Per ogni indicatore ogni Stato riceve un punteggio da 0 a 10 e l’indice totale è la media degli indici risultanti da ognuna delle 5 suddette categorie. Le 24 democrazie complete hanno un punteggio da 8 a 10 (la Svizzera è 7° con 9.14 punti); quelle imperfette (48) da 6 a 7.99 punti. Tra queste gli Stati Uniti (7.85), l’Italia (7.69) e Singapore (6.22). Seguono i regimi ibridi con un punteggio da 4 a 5.99 che potrebbero diventare delle democrazie o essere fagocitate dai 59 regimi autoritari i quali hanno un punteggio inferiore a 4. Tra questi, la Russia (2.28), l’Arabia Saudita (2.08), l’Iran (1.96), la Cina (1.94), la Corea del Nord (1.08). Altri indicatori confermano i risultati dell’indice delle democrazie. Come l’indice della corruzione, della protezione dei diritti umani, della libertà di stampa, dei diritti e della sicurezza delle donne, della libertà economica».

All’interno di un sistema democratico quale ruolo possono ancora avere i Partiti?

«Il ruolo dei Partiti è assai cambiato negli ultimi 30-40 anni. Ad eccezione degli Stati Uniti, dove 2 Partiti (i democratici e i repubblicani) si dividono l’elettorato e sono diventati molto litigiosi, e della Gran Bretagna, nella quale i conservatori e i laburisti si combattono sempre e alternativamente assumono la responsabilità del Governo. Nelle altre Nazioni occidentali come Francia, Italia e Germania i Partiti storici creati dopo la seconda Guerra mondiale sono in gran parte scomparsi e sono stati sostituiti da altri movimenti e anche da piccole formazioni. In Svizzera tutto sommato, anche se i Partiti storici mantengono ancora una funzione preminente, negli ultimi tempi l’elettorato ha preferito appoggiare movimenti o Partiti più aggressivi e piccole formazioni, come quella dei Verdi. Se in passato e in una forma più limitata i principali Partiti svizzeri assumevano un ruolo fondamentale nella formazione della futura classe politica dirigente è difficile fare previsioni sul loro futuro perché anche da noi aumentano populismo e superficialità».

Nel suo libro lei riporta numerose testimonianze. Quali sono le principali figure di uomini e donne che più hanno influenzato la formazione del suo pensiero liberale?

«È difficile dare dei nomi. All’inizio del libro ne ho indicati 9 a livello internazionale. Un ruolo fondamentale l’hanno avuto in Svizzera nel 1848 i liberali che in tempi brevissimi sono stati capaci di preparare e adottare la prima Costituzione federale e di gettare le basi dello Stato nazionale.
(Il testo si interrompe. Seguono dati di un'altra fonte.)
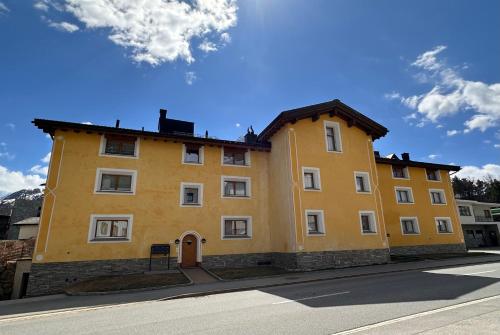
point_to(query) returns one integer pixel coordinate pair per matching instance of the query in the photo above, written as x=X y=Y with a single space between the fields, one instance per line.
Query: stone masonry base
x=49 y=278
x=428 y=249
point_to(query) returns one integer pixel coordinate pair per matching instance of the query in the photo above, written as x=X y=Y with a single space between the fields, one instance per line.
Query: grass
x=127 y=282
x=250 y=272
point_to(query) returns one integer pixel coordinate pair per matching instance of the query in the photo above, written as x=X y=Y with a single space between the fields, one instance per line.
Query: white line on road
x=309 y=298
x=417 y=315
x=477 y=273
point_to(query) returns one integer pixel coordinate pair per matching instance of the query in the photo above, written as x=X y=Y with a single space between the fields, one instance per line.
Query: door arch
x=196 y=243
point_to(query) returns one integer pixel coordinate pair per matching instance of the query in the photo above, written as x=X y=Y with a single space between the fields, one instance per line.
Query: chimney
x=250 y=137
x=163 y=114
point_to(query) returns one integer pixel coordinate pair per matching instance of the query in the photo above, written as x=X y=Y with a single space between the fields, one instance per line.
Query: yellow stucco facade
x=277 y=205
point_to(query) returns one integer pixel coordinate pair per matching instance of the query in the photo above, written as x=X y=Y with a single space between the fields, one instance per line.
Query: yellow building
x=308 y=192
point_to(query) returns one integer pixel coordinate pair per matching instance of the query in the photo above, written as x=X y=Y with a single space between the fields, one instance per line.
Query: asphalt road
x=453 y=300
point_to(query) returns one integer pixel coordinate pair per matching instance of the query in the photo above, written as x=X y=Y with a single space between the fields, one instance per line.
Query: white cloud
x=207 y=46
x=157 y=31
x=46 y=158
x=38 y=169
x=11 y=181
x=64 y=26
x=475 y=172
x=3 y=8
x=452 y=94
x=452 y=132
x=190 y=77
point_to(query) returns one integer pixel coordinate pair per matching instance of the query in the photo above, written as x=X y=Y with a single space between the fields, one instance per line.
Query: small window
x=400 y=172
x=404 y=195
x=105 y=228
x=234 y=156
x=437 y=197
x=315 y=224
x=362 y=180
x=115 y=181
x=443 y=226
x=191 y=194
x=312 y=181
x=409 y=226
x=368 y=224
x=192 y=154
x=120 y=145
x=236 y=227
x=332 y=137
x=235 y=187
x=464 y=211
x=433 y=175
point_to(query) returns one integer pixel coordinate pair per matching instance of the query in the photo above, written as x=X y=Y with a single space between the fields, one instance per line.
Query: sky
x=429 y=71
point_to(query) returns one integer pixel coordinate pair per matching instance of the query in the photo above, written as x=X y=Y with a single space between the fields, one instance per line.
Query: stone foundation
x=428 y=249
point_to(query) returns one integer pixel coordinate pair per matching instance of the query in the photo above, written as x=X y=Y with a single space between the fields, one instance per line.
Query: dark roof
x=50 y=126
x=334 y=107
x=402 y=162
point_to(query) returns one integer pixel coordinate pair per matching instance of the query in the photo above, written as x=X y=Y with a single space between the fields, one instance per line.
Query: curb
x=248 y=288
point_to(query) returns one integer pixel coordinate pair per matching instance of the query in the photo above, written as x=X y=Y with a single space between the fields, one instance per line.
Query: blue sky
x=427 y=70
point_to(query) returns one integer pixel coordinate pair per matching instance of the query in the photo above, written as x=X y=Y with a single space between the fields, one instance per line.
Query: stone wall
x=428 y=249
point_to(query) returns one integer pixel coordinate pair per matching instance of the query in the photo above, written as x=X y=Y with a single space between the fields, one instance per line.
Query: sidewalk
x=55 y=303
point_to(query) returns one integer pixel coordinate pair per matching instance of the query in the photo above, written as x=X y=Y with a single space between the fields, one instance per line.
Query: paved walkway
x=59 y=302
x=199 y=276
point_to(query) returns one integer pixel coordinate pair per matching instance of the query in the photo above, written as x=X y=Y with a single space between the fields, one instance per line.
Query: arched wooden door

Ricordo Winston Churchill: un grande uomo di Stato che ha avuto un ruolo fondamentale nel difendere con forza e determinazione le libertà e la democrazia nel mondo».

Infine, anche se sembra essere sempre più difficile fare previsioni, quale futuro intravvede per i regimi democratici?

«Il futuro dei regimi democratici è difficile. I cittadini devono comprendere che le nostre libertà non sono acquisite per sempre; il rischio di derive autoritarie c’è e perciò dobbiamo combattere per salvaguardare le libertà, la democrazia e le nostre istituzioni. L’assenteismo, il menefreghismo, il dilagare di un crescente individualismo, il populismo rappresentano grossi pericoli per la democrazia che, come ha ricordato Luciano Violante “…è come l’aria: ti accorgi che esiste quando comincia a mancare”. In conclusione per salvaguardare la libertà e la democrazia tutti devono partecipare alla gestione delle nostre istituzioni sia votando, sia assumendo cariche politiche. Se tutti stanno soltanto a guardare e nessuno partecipa la democrazia non può funzionare».